A Comissão de Meio Ambiente e Desenvolvimento Sustentável da Câmara dos Deputados deu um passo relevante em um tema sensível ao campo: a responsabilização por queimadas em áreas rurais. Sob relatoria do deputado Nilto Tatto, foi aprovado um substitutivo ao Projeto de Lei 3872/24 que propõe mudanças importantes na forma como produtores rurais são penalizados em casos de incêndios.
A proposta estabelece que o proprietário rural não será alvo de sanções ou embargos ambientais quando ficar comprovado que não houve intenção, negligência, imprudência ou imperícia na ocorrência do fogo. A medida também se aplica a situações em que o incêndio tem origem em propriedades vizinhas e acaba atingindo outras áreas, algo relativamente comum em períodos de estiagem e altas temperaturas.
O texto aprovado altera a Lei 14.944/24, inserindo essa garantia ao produtor que atua de forma responsável. Na prática, isso busca corrigir distorções onde proprietários que não contribuíram para o incêndio acabavam sendo penalizados, muitas vezes com impactos diretos na produção, no crédito rural e na regularidade ambiental da propriedade.
Segundo o relator, a responsabilização deve recair exclusivamente sobre quem causou ou contribuiu para o incêndio. Essa abordagem, além de mais justa, tende a fortalecer a atuação do Estado na prevenção, ao direcionar esforços para identificar os verdadeiros causadores. Ao mesmo tempo, incentiva boas práticas no campo, como a manutenção de aceiros, o monitoramento constante da propriedade e a rápida comunicação com órgãos competentes em caso de focos de fogo.
Pontos importantes para o produtor rural
Para o proprietário rural, a proposta traz alívio, mas não elimina responsabilidades. Alguns pontos merecem atenção:
Comprovação é essencial: o produtor precisará demonstrar que não teve participação no incêndio. Registros, imagens, comunicação com autoridades e histórico de manejo adequado podem ser decisivos.
Boas práticas continuam obrigatórias: manter aceiros, controlar vegetação seca e adotar medidas preventivas seguem sendo fundamentais para evitar riscos e também para se resguardar legalmente.
Ação rápida faz diferença: comunicar imediatamente o incêndio aos órgãos ambientais e colaborar com brigadas pode reforçar a boa-fé do produtor.
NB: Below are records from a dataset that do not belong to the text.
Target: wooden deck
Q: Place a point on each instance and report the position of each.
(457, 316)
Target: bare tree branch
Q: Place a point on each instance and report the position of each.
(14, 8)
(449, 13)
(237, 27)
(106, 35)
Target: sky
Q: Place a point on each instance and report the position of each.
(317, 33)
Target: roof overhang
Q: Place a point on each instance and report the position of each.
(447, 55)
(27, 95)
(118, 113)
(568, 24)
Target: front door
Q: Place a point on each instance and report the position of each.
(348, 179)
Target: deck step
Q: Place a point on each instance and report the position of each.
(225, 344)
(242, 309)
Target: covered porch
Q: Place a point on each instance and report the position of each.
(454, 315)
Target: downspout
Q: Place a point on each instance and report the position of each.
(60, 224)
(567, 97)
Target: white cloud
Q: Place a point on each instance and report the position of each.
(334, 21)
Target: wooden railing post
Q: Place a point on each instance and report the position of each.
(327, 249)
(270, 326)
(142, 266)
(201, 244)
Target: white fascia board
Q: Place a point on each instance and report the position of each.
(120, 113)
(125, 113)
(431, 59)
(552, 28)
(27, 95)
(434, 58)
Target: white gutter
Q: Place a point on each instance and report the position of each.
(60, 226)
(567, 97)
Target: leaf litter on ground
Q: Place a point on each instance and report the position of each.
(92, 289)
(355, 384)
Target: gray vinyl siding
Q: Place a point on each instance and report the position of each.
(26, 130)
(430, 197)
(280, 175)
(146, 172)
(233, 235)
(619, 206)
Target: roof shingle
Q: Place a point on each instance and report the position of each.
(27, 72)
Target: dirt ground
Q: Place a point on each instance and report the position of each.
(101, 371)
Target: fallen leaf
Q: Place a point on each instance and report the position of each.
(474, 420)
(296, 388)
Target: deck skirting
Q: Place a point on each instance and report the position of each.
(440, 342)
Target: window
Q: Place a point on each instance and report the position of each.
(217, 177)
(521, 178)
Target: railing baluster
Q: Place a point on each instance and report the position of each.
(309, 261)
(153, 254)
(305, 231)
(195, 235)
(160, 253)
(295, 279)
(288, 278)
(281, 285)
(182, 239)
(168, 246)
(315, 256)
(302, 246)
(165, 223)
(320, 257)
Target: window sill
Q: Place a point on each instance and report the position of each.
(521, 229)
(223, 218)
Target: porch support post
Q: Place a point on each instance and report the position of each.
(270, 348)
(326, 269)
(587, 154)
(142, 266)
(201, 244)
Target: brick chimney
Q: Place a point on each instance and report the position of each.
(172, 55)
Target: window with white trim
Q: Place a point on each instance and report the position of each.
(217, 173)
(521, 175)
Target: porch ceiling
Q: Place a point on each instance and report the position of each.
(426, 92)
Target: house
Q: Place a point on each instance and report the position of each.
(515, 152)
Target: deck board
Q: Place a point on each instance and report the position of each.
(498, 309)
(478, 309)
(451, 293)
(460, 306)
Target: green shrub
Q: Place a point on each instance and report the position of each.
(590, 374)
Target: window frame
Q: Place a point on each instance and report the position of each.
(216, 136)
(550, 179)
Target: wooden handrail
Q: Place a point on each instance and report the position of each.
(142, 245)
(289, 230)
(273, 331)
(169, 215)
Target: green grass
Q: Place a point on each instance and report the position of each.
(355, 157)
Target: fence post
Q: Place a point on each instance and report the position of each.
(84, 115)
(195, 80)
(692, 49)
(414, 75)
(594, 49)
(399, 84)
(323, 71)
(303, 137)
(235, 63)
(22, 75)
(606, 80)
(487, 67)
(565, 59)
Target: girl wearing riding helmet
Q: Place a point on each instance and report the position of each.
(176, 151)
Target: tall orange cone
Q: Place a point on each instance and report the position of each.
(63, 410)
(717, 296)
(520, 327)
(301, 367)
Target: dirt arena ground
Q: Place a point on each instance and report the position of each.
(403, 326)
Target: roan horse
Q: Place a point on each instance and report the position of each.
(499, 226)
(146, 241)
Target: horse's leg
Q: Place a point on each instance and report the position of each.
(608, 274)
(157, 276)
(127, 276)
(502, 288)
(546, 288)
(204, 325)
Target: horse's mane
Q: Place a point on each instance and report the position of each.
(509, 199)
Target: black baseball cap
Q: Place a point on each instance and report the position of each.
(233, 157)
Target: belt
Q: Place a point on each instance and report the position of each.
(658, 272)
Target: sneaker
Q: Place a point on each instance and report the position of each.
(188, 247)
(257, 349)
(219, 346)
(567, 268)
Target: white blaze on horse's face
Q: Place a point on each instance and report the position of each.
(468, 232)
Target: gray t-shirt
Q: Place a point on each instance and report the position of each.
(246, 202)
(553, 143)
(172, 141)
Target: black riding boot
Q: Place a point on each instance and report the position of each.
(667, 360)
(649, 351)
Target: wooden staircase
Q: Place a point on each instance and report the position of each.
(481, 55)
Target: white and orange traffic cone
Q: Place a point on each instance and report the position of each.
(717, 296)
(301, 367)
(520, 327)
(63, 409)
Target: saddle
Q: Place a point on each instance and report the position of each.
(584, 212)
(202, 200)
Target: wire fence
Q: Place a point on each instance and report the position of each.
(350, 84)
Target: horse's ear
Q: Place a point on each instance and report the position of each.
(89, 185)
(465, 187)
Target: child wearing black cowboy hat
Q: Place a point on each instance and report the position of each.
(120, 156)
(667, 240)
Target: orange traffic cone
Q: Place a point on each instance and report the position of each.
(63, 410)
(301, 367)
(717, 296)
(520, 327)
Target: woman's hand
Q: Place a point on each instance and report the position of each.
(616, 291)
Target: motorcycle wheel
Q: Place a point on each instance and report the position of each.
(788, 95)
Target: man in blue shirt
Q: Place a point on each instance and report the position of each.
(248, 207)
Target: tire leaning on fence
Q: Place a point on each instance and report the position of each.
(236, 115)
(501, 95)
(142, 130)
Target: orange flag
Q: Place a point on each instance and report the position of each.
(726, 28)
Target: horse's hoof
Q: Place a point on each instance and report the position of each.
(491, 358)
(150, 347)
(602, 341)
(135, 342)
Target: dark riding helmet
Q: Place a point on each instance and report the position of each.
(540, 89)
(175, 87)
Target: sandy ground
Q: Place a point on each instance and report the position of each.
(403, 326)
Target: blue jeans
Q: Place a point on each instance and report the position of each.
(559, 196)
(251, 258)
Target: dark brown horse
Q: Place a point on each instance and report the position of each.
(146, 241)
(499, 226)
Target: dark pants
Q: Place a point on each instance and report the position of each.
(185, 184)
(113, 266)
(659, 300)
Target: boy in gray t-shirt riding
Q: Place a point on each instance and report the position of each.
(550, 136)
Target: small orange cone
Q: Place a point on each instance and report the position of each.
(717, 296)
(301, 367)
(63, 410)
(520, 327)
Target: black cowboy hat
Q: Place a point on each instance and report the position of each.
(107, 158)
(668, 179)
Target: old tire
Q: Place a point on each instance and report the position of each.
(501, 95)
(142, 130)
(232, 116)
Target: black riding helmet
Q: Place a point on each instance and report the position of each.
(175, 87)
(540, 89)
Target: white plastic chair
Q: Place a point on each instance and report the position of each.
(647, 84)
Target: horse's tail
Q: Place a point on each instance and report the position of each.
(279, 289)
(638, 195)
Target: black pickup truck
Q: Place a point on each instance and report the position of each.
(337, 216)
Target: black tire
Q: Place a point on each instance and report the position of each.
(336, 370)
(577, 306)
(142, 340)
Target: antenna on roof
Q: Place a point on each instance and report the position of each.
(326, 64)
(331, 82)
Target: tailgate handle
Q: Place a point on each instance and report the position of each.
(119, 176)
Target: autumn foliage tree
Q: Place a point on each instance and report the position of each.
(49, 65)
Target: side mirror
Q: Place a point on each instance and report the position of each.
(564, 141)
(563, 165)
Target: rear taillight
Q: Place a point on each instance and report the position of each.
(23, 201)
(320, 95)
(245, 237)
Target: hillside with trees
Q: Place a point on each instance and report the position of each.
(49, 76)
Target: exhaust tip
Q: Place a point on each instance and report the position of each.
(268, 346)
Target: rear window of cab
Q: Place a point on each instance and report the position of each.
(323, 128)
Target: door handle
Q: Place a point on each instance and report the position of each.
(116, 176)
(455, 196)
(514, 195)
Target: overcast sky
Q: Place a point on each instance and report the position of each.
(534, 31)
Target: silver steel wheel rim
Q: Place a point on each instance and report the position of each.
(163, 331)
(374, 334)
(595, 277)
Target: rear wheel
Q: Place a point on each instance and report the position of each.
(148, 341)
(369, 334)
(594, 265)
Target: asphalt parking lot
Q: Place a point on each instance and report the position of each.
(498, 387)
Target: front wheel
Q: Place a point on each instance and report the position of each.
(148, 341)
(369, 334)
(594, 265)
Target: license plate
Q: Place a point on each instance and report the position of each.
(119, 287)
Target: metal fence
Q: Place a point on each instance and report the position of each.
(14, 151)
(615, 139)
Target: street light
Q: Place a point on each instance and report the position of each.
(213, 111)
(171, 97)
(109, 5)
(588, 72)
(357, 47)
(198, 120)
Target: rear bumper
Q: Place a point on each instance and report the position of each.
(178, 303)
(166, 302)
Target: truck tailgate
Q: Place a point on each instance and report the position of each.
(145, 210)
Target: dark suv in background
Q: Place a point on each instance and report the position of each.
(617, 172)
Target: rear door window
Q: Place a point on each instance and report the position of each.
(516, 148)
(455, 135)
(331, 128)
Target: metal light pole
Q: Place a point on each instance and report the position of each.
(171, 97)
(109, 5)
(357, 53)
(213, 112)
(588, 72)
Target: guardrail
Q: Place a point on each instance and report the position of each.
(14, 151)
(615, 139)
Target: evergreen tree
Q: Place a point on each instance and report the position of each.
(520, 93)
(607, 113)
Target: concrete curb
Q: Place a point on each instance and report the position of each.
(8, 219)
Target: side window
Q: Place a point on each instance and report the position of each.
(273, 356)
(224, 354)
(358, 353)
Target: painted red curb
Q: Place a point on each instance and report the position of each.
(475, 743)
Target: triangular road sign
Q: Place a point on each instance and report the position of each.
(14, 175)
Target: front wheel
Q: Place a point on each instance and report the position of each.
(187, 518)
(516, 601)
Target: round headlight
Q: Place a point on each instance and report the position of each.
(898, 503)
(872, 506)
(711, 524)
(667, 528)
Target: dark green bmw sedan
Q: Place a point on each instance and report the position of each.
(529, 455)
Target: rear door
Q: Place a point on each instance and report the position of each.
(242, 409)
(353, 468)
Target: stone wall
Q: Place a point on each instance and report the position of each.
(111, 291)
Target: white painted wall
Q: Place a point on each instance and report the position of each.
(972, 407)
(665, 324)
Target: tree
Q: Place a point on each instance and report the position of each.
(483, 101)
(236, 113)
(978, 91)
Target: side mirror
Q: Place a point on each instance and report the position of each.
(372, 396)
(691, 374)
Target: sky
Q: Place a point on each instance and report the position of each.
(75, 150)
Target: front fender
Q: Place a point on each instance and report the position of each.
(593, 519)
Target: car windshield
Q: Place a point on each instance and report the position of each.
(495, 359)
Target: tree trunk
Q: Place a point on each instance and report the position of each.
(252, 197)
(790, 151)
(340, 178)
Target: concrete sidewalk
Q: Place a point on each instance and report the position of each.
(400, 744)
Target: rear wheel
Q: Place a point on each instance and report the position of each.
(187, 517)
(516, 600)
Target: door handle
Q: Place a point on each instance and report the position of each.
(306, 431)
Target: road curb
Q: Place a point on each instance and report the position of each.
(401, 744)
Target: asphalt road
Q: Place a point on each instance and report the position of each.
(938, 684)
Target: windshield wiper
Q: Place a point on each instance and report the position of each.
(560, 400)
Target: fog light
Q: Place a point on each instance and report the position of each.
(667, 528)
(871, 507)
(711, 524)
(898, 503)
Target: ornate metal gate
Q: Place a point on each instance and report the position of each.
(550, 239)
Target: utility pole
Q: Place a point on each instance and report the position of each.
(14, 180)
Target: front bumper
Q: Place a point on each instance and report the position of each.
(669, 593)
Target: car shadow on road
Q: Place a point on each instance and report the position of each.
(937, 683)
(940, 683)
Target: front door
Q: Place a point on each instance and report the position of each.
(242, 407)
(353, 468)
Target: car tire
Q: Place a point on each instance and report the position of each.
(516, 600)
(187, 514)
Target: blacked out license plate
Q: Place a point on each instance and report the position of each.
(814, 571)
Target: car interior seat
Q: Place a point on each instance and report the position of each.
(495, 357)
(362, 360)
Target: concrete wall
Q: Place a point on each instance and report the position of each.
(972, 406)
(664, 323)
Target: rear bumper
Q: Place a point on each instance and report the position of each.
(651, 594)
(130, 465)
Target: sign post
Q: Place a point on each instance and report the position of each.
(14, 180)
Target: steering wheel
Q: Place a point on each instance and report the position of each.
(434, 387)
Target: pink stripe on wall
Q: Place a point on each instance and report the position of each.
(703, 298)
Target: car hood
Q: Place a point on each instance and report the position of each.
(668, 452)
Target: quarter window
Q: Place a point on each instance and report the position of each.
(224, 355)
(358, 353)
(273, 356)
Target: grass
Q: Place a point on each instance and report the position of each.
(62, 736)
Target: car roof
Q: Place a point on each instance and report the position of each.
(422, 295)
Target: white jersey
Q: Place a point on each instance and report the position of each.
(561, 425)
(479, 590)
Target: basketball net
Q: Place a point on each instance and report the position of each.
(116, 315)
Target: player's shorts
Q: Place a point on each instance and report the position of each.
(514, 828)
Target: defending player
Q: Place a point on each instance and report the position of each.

Responsabilidade individualizada: a tendência é que as investigações se tornem mais técnicas, buscando identificar com precisão a origem do fogo.
Além disso, a proposta sinaliza uma mudança importante na relação entre fiscalização ambiental e atividade produtiva, buscando equilíbrio entre proteção ambiental e segurança jurídica no campo.
Próximos passos
Apesar da aprovação na comissão, o projeto ainda precisa passar pela análise da Comissão de Constituição e Justiça e de Cidadania (CCJ). Se aprovado, seguirá para o Senado e, somente após esse trâmite, poderá se tornar lei.
Para o setor agropecuário, o avanço da proposta representa um debate necessário: como responsabilizar de forma justa sem penalizar quem trabalha corretamente. Ao mesmo tempo, reforça que a prevenção de queimadas continua sendo uma responsabilidade compartilhada — e estratégica — dentro e fora da porteira.